CHARLESTON - A public interest group representing citizens who live along various roads in coal producing counties has filed a lawsuit accusing the state Legislature of overstepping its boundaries.
The Coal River Mountain Watch group argues that when the Coal Resource Transportation System was adopted in 2003, the state legislature was unconstitutionally doing the work of the state's Department of Transportation.
In a 38-page complaint filed Feb. 10 in Kanawha Circuit Court, the group argues that "the CRTS allows trucks to cross bridges weighing in excess of the limits established by the Division of Highways for the bridges, which is a violation of the Division of Powers Clause and the Better Roads Amendment of 1920."
The lawsuit lists Danny Ellis, Cabinet Secretary of the West Virginia Department of Transportation, and The Public Service Commission of West Virginia as defendants, but Coal River Mountain Watch's real interest is in proving that the state legislature's allowance of trucks to exceed certain weight limits is unconstitutional and unsafe for the residents who live along those roads.

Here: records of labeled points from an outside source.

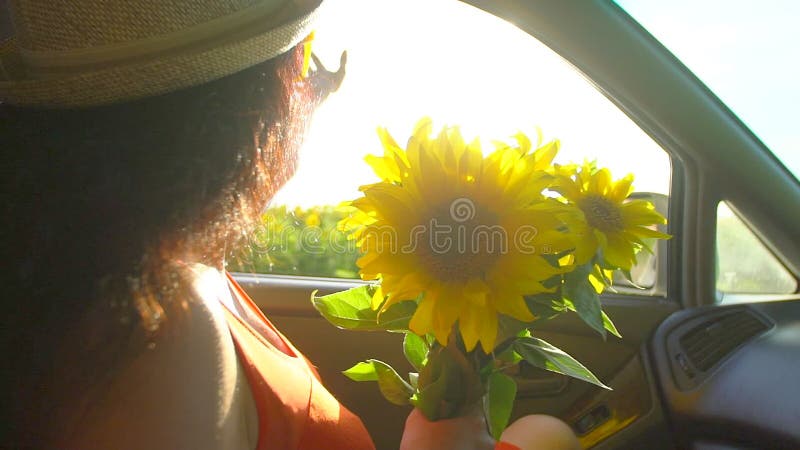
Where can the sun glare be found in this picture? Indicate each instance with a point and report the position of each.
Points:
(458, 65)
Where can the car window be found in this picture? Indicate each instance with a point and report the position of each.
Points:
(460, 66)
(744, 51)
(744, 264)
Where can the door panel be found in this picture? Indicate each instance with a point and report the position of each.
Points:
(286, 300)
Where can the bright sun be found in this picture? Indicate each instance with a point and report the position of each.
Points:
(458, 65)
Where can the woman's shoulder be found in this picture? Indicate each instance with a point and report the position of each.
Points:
(186, 390)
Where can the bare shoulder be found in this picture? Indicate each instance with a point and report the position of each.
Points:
(184, 392)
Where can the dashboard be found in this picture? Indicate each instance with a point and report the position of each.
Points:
(728, 376)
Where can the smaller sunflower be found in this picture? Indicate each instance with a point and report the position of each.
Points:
(605, 219)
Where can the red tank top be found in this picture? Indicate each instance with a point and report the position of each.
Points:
(295, 411)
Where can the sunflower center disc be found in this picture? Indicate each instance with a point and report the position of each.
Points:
(460, 242)
(601, 213)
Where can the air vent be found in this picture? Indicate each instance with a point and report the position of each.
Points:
(706, 344)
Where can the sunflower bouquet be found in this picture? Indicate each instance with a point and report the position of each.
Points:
(469, 253)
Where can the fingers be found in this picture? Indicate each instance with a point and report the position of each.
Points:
(541, 432)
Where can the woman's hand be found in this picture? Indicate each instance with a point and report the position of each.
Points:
(534, 432)
(461, 433)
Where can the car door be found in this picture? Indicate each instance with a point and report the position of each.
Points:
(675, 136)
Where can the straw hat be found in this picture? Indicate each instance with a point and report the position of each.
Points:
(72, 53)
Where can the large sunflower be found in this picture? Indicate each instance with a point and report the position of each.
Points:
(462, 233)
(607, 220)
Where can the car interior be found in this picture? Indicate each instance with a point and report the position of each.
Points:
(696, 367)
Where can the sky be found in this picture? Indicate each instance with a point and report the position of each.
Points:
(460, 66)
(746, 51)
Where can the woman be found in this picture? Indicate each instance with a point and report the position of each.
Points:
(142, 140)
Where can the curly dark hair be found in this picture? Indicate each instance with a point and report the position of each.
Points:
(102, 205)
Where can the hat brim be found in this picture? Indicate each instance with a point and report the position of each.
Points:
(157, 75)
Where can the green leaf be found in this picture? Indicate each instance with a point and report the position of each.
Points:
(580, 292)
(413, 379)
(363, 371)
(392, 386)
(498, 402)
(546, 305)
(609, 326)
(416, 350)
(442, 388)
(352, 310)
(539, 353)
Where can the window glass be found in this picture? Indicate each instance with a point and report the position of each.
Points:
(744, 264)
(458, 65)
(744, 51)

The complaint goes into lengthy detail regarding the dangers and financial problems of the CRTS. Coal River Mountain Watch argues that fines for exceeding the 126,000 pounds a coal shipper is allowed to carry under the CRTS cost more to collect than ignore, and that nearly all the bridges in the state can not safely handle that much weight anyway. That's why the Department of Highways' weight limit for shippers was 88,000.
Citing a Department of Transportation study, the complaint states that 75 percent of bridges can safely only safely handle 65,000.

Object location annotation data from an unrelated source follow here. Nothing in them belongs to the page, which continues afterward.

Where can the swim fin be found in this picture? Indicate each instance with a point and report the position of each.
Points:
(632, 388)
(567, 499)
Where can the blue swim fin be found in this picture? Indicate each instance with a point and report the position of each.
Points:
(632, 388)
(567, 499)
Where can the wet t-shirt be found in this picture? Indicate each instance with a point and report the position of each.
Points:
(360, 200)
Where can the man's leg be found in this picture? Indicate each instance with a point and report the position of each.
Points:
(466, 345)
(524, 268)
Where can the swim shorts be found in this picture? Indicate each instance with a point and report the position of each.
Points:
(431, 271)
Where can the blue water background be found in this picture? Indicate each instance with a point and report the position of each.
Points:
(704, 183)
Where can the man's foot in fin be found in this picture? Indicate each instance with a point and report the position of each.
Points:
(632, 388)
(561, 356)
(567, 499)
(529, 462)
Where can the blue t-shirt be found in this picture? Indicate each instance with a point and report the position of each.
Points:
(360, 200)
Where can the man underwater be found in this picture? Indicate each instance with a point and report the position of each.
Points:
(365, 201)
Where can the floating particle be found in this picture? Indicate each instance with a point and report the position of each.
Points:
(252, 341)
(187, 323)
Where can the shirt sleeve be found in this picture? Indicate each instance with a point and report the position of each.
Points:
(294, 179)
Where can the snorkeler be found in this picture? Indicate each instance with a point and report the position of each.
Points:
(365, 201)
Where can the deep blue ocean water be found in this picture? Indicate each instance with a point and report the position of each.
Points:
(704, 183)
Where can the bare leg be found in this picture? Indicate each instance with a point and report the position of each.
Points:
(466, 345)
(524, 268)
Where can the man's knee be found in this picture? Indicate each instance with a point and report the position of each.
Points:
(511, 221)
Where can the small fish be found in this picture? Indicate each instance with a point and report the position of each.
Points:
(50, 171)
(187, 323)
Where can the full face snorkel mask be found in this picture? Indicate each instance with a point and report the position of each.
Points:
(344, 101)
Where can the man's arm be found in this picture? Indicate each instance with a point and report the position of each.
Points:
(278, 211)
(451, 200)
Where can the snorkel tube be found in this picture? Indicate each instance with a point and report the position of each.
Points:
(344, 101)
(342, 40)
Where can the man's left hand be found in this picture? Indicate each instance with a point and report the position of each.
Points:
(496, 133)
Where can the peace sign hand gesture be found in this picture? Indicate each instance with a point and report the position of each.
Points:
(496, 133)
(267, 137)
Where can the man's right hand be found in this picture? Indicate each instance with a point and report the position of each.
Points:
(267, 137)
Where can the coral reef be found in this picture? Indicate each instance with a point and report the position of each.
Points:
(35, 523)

"The CRTS therefore authorizes weights approaching twice the limits of 75 percent of the bridges in West Virginia," the claim says.
The group seeks a Declaratory Judgment that will declare the legislature's actions unconstitutional, a Writ of Mandamus that will force the Department of Highways to enforce its own weight limits and a Writ of Prohibition that will stop the CRTS weight limits from being enforced.
The claim lists six allegations of unconstitutionality: A violation of the Division of Powers Clause and Better Roads Amendment of 1920 by allowing trucks to cross bridges weighing in excess of limits established by the Division of Highways; a violation of same two laws in the method that the CRTS directs the Commissioner of Highways to do his job; a violation of the equal protection clause of the state constitution in that the CRTS treats citizens who live along CRTS roads in a significantly and materially different way than citizens who do not; a violation of the equal protection clause in that the CRTS treats commodity coal shippers in a different way from shippers of all other commodities; an unconstitutional grant to a private entity; and an unconstitutional economic development grant in that the CRTS makes a grant to a general industry as opposed to individuals.
Coal River Mountain Watch, represented by John Skaggs, claims it has the interest of citizens along CRTS roads as well as the state's constitution in mind.
"The trucks create noise when loaded from the engine and 'jake' brake and from the concussion caused by hitting rough places in the roads when empty," the complaint says. 'They spread dust, diesel fumes, rock and debris in their wake."
Circuit Judge Irene Berger has been assigned the case.